School leaders’ union NAHT has released the findings of its commission into school assessment today (Thursday 13 February).
The commission aimed to establish some national principles for assessment in schools to preserve consistency in the absence of a government-approved system of levels.
NAHT has always acknowledged that levels had weaknesses but believes they were useful in providing a shared professional language for measuring pupil achievement and in promoting consistency between schools. They enabled schools to rate pupils against objective criteria rather than ranking them against each other. However, the association also believes that their demise creates an opportunity as well as a challenge.
The NAHT Commission into Assessment without Levels chaired by Lord Sutherland of Houndwood (a former chief inspector of schools) brought together head teachers, academics and representatives from relevant agencies including the schools’ inspectorate, Ofsted, the Department for Education, and the exam regulator, Ofqual.

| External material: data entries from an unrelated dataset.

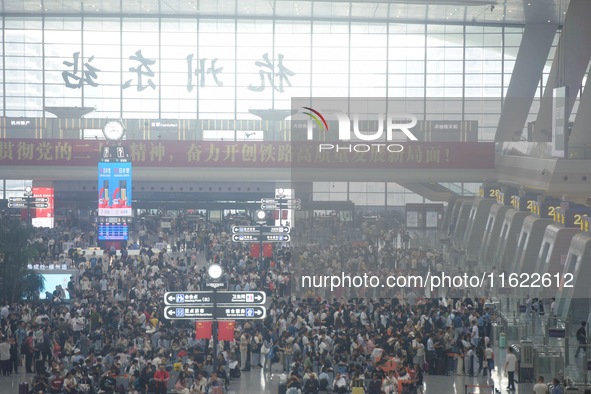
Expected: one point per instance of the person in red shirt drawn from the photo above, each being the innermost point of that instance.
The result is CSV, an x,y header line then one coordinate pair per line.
x,y
161,377
57,383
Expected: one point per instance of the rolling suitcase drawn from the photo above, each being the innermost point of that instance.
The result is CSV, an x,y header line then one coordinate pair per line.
x,y
40,366
23,388
440,366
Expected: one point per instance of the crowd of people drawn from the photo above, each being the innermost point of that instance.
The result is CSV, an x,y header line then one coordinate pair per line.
x,y
111,335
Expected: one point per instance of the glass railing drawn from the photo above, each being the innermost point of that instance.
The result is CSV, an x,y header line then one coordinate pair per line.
x,y
457,188
540,150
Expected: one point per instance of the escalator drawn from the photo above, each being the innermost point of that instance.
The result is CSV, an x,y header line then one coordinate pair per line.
x,y
439,191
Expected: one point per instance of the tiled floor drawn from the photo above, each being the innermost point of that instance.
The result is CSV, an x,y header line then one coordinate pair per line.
x,y
257,382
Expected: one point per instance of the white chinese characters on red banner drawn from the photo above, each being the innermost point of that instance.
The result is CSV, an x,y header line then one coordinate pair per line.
x,y
44,217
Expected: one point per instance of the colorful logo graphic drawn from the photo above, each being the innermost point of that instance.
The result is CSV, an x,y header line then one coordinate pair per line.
x,y
318,118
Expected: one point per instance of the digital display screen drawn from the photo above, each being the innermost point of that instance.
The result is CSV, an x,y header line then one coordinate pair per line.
x,y
113,232
114,186
52,280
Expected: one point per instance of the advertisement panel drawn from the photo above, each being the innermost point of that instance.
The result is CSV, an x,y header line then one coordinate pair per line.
x,y
44,217
113,232
114,186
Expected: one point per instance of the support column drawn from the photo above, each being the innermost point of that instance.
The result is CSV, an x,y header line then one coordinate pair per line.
x,y
579,142
529,65
569,64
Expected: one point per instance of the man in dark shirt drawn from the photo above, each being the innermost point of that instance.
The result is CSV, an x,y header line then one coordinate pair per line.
x,y
161,377
57,383
582,338
108,382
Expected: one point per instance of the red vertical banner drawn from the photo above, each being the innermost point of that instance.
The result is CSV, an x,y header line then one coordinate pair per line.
x,y
267,250
226,330
255,250
203,330
284,213
44,217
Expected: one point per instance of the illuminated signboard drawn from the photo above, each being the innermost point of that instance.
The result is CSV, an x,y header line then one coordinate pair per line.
x,y
114,186
113,232
44,217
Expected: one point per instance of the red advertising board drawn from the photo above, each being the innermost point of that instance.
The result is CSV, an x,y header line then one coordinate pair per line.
x,y
44,217
253,154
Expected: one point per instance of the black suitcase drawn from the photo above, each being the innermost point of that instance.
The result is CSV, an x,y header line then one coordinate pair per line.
x,y
23,388
235,373
40,366
440,366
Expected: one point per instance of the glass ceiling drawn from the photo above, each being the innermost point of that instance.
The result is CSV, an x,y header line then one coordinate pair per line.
x,y
507,12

The commission and its panel sat several times in autumn last year (2013). Its remit was to:
- Establish a key set of principles for good assessment;
- Find examples of current best practice that met these principles;
- Secure confidence in these principles in those who hold schools to account.
Key recommendations announced by Lord Sutherland today included:
- Schools should adopt a consistent approach to assessment across the country. The commission also produced a 'design checklist' to underpin this;
- Schools should retain the use of levels while designing a new system;
- Pupils should be judged against objective criteria rather than ranked against each other;
- All assessments need external moderation and that this moderation needs real teeth;
- Assessment should be driven from the curriculum.
Russell Hobby, general secretary of NAHT, said: “We must take the Secretary of State at his word and take ownership of assessment. Just because the government ceases to regulate something does not mean the profession must accept fragmentation. We can keep what was good about our previous system of assessment and address its flaws.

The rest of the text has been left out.